Multicast very slow
-
@plegrand OK very good. This tells us that your network between the fog server and the target computer is good. You are getting ~28MB/s transfer rate. That’s a bit of a lie because your 100MB/s network can only transfer 12MB/s. The 20MB/s is the rate at which partclone can expand the image onto the disk of the target computer. But if you can’t feed partclone fast enough that rate will drop off quickly. If you are getting an expansion rate of the image faster than the network speeds your network rate is good.
Now can you make the same test with a computer located on the switch far away from the FOG server. In your drawing it would be the switch I want to test on the left of the drawing. This test will be the full network path between the fog server and the target PC.
One question I didn’t ask, how many target computers are in your multicast session?
-
@george1421
To answer to your last question it was a session with 15 target computer and theses target computer was very near the fog server, on my drawing it’s the swith just below the fog server -
@plegrand Well that makes me think a little differently if they are that near to your fog server.
Ok lets do a new test for multicast. Lets test 2 computers and then 3 computers. Now these computers must be the same model as the one done in your first test. We need to remove the variable of different models in this test.
What I expect to see for 2 computers is about the same speed as 1 computer in the multicast. For 3 computers slightly less than 2 computers. In my mind I question at what point do we go from an acceptable level of speed to bad.
I can tell you with unicasting on a pure 1GbE network you can fill up a 1GbE link with 3 simultaneous unicast deployments of FOG with modern target computers. That is a concern for the link to the fog server and switch to switch links mainly. Under a multicast you should get just slightly less than unicast speeds.
-
@plegrand Also I just looked into these switching thinking they were old. They are not (at least performance wise) they are better capacity than Cisco small business switch SG300.
So I have to ask you why are you running 100MB/s to the desktops?
Do you have the capabilities to run a second network wire from the switch where the fog server is to the switch where the target computers are? (I’ll explain more if you can).
-
@george1421
With a target computer far from the fog server it seems to works alsofile:///home/pascal/Bureau/multicast-205.jpg
-
@george1421
I’m not sure to well understand
Actually my diagram is not “really” true.
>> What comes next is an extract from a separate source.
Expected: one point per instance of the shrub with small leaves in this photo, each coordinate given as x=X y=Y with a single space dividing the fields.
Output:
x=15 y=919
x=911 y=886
The fog server is on a GB port
All desktop clients are on 100 M ports
I cant do anything else, no enough GB ports -
@george1421 For these tests for the moment i’ve no time enough but i’ll do these tests in a near futur
-
@george1421 said in Multicast very slow:
Do you have the capabilities to run a second network wire from the switch where the fog server is to the switch where the target computers are? (I’ll explain more if you can).
It’s quiet already the case
The switch (OS6250) where are connected all my target computers is just below the switch where the fog server is (OS6450).
And directly connected by a 1GB link
Then, only target computers are on a 100MB link -
@plegrand said in Multicast very slow:
I cant do anything else, no enough GB ports
When I looked up the switch configuration it said that all ports are 10/100/1000 rated. Maybe I did not understand.
The the OS6250 switch is only 100Mb/s then I understand why you have 100MB/s to the desktop.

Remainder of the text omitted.